After that there is a check that the 6th element of the first message equals the same element of the second one. And also that this value when shifting to the right on the ShiftCount bit had the low byte is the same as NeedByte. All these two values ​​we obtained above.

After that there is a check that the CRC32 of the first and second messages were not equal, then the same comparison is only a function of round1. After everything is disassembled, you can see that there seems to be nothing special about this part of the crack, as well as the next.
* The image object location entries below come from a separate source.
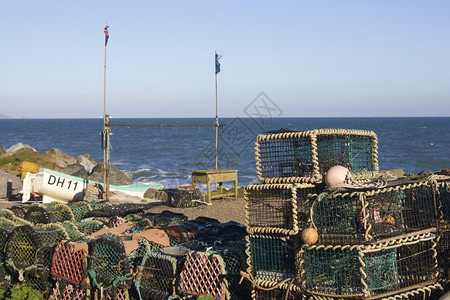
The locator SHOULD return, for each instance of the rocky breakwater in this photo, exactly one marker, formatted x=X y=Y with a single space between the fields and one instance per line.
x=81 y=166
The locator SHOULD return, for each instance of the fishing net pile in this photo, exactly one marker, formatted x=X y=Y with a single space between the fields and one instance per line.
x=84 y=250
x=307 y=234
x=317 y=233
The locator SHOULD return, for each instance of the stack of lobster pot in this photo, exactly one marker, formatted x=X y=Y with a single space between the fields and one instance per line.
x=291 y=167
x=374 y=242
x=443 y=247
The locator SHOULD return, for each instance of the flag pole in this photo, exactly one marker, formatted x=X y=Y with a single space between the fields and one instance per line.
x=106 y=129
x=217 y=114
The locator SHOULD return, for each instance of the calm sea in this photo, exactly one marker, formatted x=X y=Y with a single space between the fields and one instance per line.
x=169 y=154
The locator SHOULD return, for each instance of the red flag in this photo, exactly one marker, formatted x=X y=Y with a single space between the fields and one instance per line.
x=106 y=34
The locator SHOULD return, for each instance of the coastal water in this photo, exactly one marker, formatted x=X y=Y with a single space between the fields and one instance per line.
x=169 y=154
And at the very end are the MD4 hashes of the first and second messages, and if they are equal, then we successfully passed the test. But wait, if these messages should have a different checksum for the two functions, then the messages should be different, but they should have the same hash, which does not fit.
And here Google again comes into play with the query “md4 collisions”, and the truth about infa for MD4 is, and different, there are voluminous articles, and there are superficial ones. And in one of these articles I find that the Chinese were able to create two different messages of 0 × 40 bytes with the same hashes, here it is. Now we go to Google with the following request “md4 collisions sources” and true, there are sources for finding two such messages, but they were written under Linux, where the random function returns a 4-byte number, and in rand returns just 0 and RAND_MAX ( 32767). Because of what I had problems for a long time, why it generates the wrong messages for me. After the prompt, I rewrote the random function with Delphi, and it all worked out with a bang.

We write keygen



I will not describe all the steps in writing keygens, and only pay attention to some important points. First we create a key for RC4 from the name, I will omit it, there is nothing complicated there, for the lazy, you can simply rip this whole part. Next you need to find the value for the key key and poxorize the key itself, then from this value find ShiftCount and NeedByte. This part can also be ripped, to find the desired byte, you also need to rip the table of 256 bytes. Write the XorKey value to the license according to the structure above. You can also write down two values, which are the key for finding faces, they will be constant and the same for all. After that, you need to generate two messages, but the fact is that there, if you remember, the 6th element must have a certain format. The function of generating messages itself has no parameters, but since you need to transfer two values ​​to it, it is ShiftCount and NeedByte. We change the prototype and add a couple more lines to the code of this function itself. It was:
 if(X0[ 5] != X1[ 5]) continue; 

And it became:
 if(X0[ 5] != X1[ 5]) continue; else if (((X0[5] >> c) & 0xFF) != b) continue; 

where c is ShiftCount, b is NeedByte.
Then the messages are placed in X0 and X1, respectively. Then we combine these messages into one big one and thrust it into RSACrypt. The decoding itself goes in blocks of 0 Ă— 20 bytes, so we will encrypt it. But because of this, I also had problems, who do not know, the message (M is our block of 0 Ă— 20 bytes) should be less than the public key (N), in cracks it is not taken into account, and it decrypts everything. Therefore, we must take this into account. I added a check to the encryption function, if N <M, then we exit and generate new messages, because of which the license generation time is delayed to 15 seconds. After everything has been successfully encrypted using RSA, we encrypt the entire license without the last value in the structure using RC4 with the key we received from the name. And the last step is to calculate the checksum of the part of the license that was encrypted using RC4 and write it to the last value of the structure and translate the entire license to a hex string.

That's all!

Materials


• www.rsdn.ru/article/files/classes/SelfCheck/crcrevrs.pdf - fake CRC32
• www.en.wikipedia.org/wiki/MD4#Collision_Attacks - MD4 collisions
• www.google.com
• www.wikipedia.org

Sources


• github.com/reu-res/Keygen-for-CrackMe-1-by-PE_Kill - Bruter and keygen

PS Keygen accepts Cyrillic, but it depends on how the console is configured. I personally did not accept from the console, and if you are hard-coded, then everything is fine. I was lazy to rewrite under the windows.